Or, why Nic Lewis is wrong.

Long time no post, but I've been thinking recently about climate sensitivity (about which more soon) and was provoked into writing something by

this post, in which Nic Lewis sings the praises of so-called "objective Bayesian" methods.

Firstly, I'd like to acknowledge that Nic has made a significant contribution to research on climate sensitivity, both through identifying a number of errors in the work of others (eg

here,

here and most recently

here) and through his own contributions in the literature and elsewhere. Nevertheless, I think that what he writes about so-called "objective" priors and Bayesian methods is deeply misleading. No prior can encapsulate no knowledge, and underneath the use of these bold claims there is always a much more mealy-mouthed explanation in terms of a prior having "minimal" influence, and then you need to have a look at what "minimal" really means, and so on. Well, such a prior may or may not be a good thing, but it is certainly not what I understand "no information" to mean. I suggest that "automatic" is a less emotive term than "objective" and would be less likely to mislead people as to what is really going on. Nic is suggesting ways of automatically choosing a prior, which may or may not have useful properties.

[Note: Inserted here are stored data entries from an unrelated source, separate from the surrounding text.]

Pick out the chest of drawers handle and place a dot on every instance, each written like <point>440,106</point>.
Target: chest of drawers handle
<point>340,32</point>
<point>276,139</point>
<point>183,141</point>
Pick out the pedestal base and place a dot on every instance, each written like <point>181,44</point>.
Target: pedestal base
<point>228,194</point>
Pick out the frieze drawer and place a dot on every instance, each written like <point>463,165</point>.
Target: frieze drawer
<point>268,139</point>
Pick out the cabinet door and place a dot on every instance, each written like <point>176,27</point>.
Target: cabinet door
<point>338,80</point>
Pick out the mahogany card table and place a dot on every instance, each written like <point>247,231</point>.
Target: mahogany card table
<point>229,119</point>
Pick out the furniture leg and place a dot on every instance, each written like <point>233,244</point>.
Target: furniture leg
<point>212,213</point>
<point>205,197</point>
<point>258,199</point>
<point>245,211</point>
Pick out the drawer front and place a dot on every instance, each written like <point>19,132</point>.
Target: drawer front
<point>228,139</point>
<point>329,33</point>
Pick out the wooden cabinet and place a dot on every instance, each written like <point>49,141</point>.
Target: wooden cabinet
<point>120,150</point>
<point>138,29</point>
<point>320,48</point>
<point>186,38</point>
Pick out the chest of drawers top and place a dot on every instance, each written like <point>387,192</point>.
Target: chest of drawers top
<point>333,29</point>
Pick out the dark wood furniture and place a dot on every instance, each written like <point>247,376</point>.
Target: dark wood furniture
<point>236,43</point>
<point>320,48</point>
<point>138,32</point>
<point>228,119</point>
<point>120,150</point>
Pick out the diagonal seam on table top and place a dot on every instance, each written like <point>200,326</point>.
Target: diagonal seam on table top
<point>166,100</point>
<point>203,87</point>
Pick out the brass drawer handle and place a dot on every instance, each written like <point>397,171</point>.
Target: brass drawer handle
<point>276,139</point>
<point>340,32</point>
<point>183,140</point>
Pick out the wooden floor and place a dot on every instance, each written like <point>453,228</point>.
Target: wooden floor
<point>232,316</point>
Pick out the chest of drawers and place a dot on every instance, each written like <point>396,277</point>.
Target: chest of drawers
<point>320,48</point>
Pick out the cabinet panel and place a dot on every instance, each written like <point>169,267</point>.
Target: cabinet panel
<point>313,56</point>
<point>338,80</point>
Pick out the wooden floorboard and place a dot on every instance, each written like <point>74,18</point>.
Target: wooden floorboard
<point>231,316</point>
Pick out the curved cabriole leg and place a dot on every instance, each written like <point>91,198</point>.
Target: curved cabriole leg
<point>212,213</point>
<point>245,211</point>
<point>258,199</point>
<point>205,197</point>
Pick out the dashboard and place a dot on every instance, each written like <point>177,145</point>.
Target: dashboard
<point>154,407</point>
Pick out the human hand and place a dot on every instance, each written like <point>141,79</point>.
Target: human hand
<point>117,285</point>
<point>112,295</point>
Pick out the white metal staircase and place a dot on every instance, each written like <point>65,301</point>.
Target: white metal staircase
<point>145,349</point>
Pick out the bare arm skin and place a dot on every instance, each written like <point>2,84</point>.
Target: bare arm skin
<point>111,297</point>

[As a somewhat unrelated aside, it seems strange to me that the authors of the corrigendum

here concerning a detail of the method, do not also correct their erroneous claims concerning "ignorant" priors. It's one thing to let errors lie in earlier work - no-one goes back and corrects minor details routinely - but it is unfortunate that when actually writing a correction about something they state does not substantially affect their results, they didn't take the opportunity to also correct a horrible error that has seriously mislead much of the climate science community and which continues to undermine much work in this area. I'm left with the uncomfortable conclusion that they still don't accept that this aspect of the work was actually in error, despite

my paper which they are apparently trying to ignore rather than respond to. But I'm digressing.]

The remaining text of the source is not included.